Перемены в предреволюционной России привели к Революции. И вот
первая послереволюционная Пасха 1918 года, совпавшая с большевистским
1-м Мая.:
Революция победила, и Маяковский
в Окнах РОСТа пропагандирует:
Кому и на кой ляд целовальный обряд Верующий крестьянин или неверующий, надо или не надо, но всегда норовит выполнять обряды. В церковь упираются, или в красный угол крестятся, пялят глаза, – а потом норовят облизать друг друга, или лапу поповскую, или образа. Шел через деревню прыщастый калека. Калеке б этому – нужен лекарь. А калека фыркает: Поможет бог. Остановился у образа – и в образ чмок. Присосался к иконе долго и сильно. И пока выпячивал губищи грязные, с губищ на образ вползла бациллина заразная, посидела малость и заразмножалась. А через минуту, гуляя ради первопрестольного праздника, Вавила Грязнушкин, стоеросовый дядя, остановился и закрестился у иконы грязненькой. Покончив с аллилуйями, будто вошь, в икону Вавила вцепился поцелуями, да так сильно, что за фалды не оторвешь. Минут пять бациллы переползали с иконы на губу Вавилы. Помолился и понес бациллы Грязнушкин. Радостный идет, аж сияют веснушки! Идет. Из-за хаты перед Вавилою встала Маша – Вавилина милая. Ради праздника, не на шутку впился Вавила губами в Машутку. Должно быть, с дюжину бацилл за бациллой переползли в уста милой. Вавила сияет, аж глазу больно, вскорости свадьбу рисует разум. Навстречу – кум. "Облобызаемся по случаю престольного!" Облобызались: и куму передал заразу. Пришел домой, семью скликал и всех перелобызал – от мала до велика; до того разлобызался в этом году, что даже пса Полкана лобызнул на ходу.

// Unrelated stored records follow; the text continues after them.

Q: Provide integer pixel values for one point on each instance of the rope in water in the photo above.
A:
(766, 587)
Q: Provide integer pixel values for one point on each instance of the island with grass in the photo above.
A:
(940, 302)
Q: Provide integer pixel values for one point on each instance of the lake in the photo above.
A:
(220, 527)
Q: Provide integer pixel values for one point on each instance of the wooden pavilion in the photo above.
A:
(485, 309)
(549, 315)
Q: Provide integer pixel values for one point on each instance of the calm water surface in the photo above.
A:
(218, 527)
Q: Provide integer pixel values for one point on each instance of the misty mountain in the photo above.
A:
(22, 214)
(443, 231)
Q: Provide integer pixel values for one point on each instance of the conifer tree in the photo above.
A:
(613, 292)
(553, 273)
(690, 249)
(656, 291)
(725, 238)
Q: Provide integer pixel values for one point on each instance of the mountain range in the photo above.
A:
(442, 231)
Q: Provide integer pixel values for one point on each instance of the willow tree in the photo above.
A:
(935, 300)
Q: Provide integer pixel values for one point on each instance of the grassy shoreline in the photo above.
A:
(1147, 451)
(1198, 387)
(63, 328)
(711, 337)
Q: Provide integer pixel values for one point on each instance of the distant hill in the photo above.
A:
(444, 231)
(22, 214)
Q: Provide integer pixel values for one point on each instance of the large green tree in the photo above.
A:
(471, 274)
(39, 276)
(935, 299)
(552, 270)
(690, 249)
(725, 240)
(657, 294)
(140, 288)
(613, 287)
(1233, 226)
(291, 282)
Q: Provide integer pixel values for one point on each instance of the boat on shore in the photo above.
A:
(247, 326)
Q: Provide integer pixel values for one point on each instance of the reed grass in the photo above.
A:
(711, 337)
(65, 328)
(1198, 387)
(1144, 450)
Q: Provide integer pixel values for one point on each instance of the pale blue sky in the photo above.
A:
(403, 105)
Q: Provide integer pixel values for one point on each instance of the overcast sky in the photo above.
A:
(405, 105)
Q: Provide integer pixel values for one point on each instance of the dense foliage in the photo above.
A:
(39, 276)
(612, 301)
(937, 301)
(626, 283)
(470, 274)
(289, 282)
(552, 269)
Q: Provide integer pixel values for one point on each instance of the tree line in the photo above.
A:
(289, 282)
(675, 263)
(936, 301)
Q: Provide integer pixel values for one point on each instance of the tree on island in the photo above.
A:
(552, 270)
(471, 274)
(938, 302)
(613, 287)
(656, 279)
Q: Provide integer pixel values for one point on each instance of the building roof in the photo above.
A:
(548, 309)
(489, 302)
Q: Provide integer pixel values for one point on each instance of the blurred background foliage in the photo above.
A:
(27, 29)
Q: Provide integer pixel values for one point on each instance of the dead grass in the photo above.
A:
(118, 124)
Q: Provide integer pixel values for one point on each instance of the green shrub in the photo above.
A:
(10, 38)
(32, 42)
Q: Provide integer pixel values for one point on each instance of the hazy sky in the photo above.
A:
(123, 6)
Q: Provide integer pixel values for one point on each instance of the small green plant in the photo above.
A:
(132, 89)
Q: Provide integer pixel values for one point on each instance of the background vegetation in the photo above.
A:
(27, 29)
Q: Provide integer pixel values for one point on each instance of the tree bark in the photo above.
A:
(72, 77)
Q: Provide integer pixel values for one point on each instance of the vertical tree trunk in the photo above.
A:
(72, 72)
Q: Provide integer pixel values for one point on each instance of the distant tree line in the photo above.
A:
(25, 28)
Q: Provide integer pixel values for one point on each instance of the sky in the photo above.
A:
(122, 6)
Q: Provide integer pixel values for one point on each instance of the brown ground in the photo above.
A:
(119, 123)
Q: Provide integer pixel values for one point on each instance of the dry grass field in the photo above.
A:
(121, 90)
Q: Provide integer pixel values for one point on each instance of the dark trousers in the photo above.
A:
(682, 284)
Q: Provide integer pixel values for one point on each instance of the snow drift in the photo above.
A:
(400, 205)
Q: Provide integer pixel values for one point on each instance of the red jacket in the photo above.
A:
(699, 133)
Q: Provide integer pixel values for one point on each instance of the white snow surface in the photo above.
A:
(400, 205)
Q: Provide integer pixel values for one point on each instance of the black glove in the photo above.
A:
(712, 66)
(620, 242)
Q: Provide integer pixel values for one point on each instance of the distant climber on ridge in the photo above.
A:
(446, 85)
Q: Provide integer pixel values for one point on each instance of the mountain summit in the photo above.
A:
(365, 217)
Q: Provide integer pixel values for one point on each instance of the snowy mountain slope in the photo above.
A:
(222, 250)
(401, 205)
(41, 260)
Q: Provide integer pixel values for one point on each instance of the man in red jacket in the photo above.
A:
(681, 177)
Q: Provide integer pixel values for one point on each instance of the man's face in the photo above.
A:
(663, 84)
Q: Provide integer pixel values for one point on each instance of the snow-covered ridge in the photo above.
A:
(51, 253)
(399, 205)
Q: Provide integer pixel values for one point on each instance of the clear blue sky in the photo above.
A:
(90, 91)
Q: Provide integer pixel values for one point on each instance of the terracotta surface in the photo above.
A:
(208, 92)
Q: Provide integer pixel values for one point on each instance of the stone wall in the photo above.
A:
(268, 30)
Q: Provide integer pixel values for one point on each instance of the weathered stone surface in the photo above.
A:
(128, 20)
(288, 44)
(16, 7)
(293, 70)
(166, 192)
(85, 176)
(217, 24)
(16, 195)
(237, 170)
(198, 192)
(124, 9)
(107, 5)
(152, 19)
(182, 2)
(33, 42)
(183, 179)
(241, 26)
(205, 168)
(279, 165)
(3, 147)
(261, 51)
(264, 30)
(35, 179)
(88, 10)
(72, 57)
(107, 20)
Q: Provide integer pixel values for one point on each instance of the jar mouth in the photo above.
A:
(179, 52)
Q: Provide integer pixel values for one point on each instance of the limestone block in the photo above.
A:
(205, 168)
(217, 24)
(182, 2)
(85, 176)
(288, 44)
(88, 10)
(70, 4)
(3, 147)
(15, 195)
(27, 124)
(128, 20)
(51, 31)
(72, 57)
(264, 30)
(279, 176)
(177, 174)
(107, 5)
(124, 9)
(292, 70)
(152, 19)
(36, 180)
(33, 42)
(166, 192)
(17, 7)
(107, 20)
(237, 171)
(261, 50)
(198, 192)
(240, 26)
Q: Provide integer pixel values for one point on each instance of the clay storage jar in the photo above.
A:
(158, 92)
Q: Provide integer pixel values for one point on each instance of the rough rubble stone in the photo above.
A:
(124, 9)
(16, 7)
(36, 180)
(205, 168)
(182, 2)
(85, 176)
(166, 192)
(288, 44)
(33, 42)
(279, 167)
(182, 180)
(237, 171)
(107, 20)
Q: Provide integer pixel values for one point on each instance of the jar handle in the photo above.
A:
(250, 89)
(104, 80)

В общей сложности, ни много, ни мало – слушайте, на слово веря, – человек полтораста налобызал он и одного зверя. А те заразу в свою очередь передали – кто мамаше, кто – сыну, кто – дочери. Через день ночью проснулся Вавила, будто губу ему колесом придавило. Глянул в зеркало. Крестная сила! От уха до уха губу перекосило. А уже и мамаша зеркало ищет. "Что это, – говорит, – как гора, губища?" Один за другим выползает родич. У родичей губы галоши вроде. Вид у родичей – не родичи, а уродичи. Полкан – и тот рыча перекатывается и рвет губу сплеча. Лизнул кота. Болезнь ту передал коту. Мяукает кот, пищит и носится. Из-за губы не видно переносицы. К утру взвыло всё село – полсела в могилы свело. Лишь пес да кот выжили еле. И то – окривели. Осталось от деревни только человек двадцать – не верили, не прикладывались и не желали лобызаться. Через год объяснил доктор один им, что село переболело нарывом лошадиным. Крестьяне, коль вывод не сделаете сами – вот он: у образов не стойте разинями, губой не елозьте грязными образами, не христосуйтесь – и не будете кобылогубыми образинами.
В России антирелигиозная пропаганда, а в эмиграции Набоков
колеблется, но надеется:
Я вижу облако сияющее, крышу блестящую вдали, как зеркало... Я слышу, как дышит тень и каплет свет... Так как же нет тебя? Ты умер, а сегодня сияет влажный мир, грядет весна Господня, растет, зовет... Тебя же нет. Но если все ручьи о чуде вновь запели, но если перезвон и золото капели – не ослепительная ложь, а трепетный призыв, сладчайшее "воскресни", великое "цвети",– тогда ты в этой песне, ты в этом блеске, ты живешь!..
(«Пасха» 1922 год, В. Набоков, написано на смерть отца.)
А вот ещё (постинтеллектуалисты
отдыхают):
– С Кремлем бы не подгадить... Хватит у нас стаканчиков?
– Тыщонок десять набрал-с, доберу! Сала на заливку куплено. Лиминацию в три
дни облепортуем-с. А как в приходе прикажете-с? Прихожане летось обижались,
лиминации не было. На лодках народ спасали под Доргомиловом... не до лиминации!..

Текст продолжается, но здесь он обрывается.